About the Artist
I grew up in Sandpoint, Idaho, and have lived in Santa Barbara, California for more then a decade. Photography is my way to explore questions about ultimate meaning.
The Space for Solitude images explore Jean-Paul Sartre's concept of freedom. "Hell is other people," he wrote in No Exit, meaning not that other people are evil or tedious, but that in the presence of others we are their object, and therefore cannot be free.
The Carrizo Plain is a nearly 400-square-mile national monument about three hours' drive from Santa Barbara. During the year and a half I spent photographing the plain and the mountains that bound its eastern and western sides I saw few other people. During some visits I saw not a single other soul.
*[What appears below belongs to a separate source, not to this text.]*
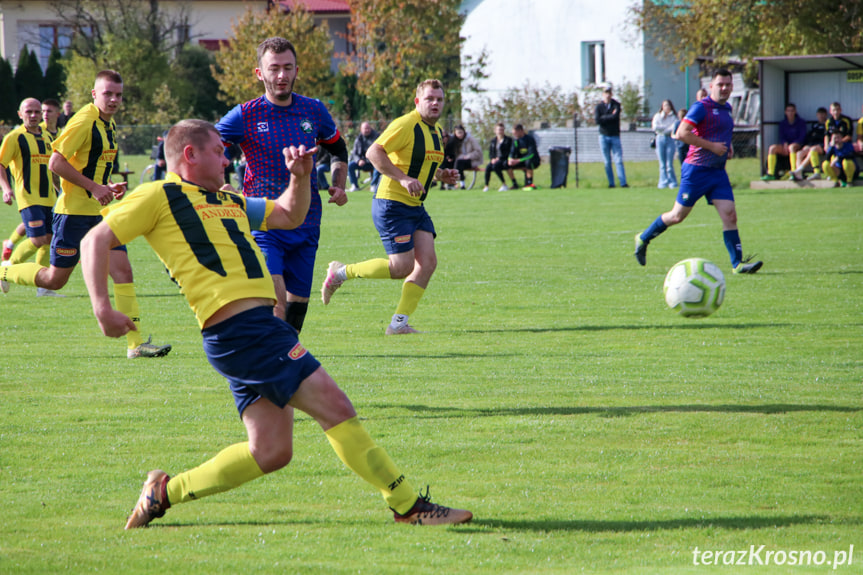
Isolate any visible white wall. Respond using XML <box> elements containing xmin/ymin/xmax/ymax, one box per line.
<box><xmin>462</xmin><ymin>0</ymin><xmax>644</xmax><ymax>106</ymax></box>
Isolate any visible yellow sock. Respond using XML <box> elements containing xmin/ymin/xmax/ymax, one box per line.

When I made these images, I was unobserved: free.
People sometimes reference "another planet" when describing these photographs. They say this because of the textures and shades or colors, but the absence of people contributes to the other-worldliness. The absence of people observed by me plus the absence of people observing me is what make these photographs of a kind of freedom.
The "(Outer) Space for Solitude" images take the otherworldly aspect further through the use of a high-contrast red filter. This makes the sky appear black, which emphasizes the texture of the remainder of the photo. But isn't the sky really blue rather than black? The answer to that question could justify an advanced college course.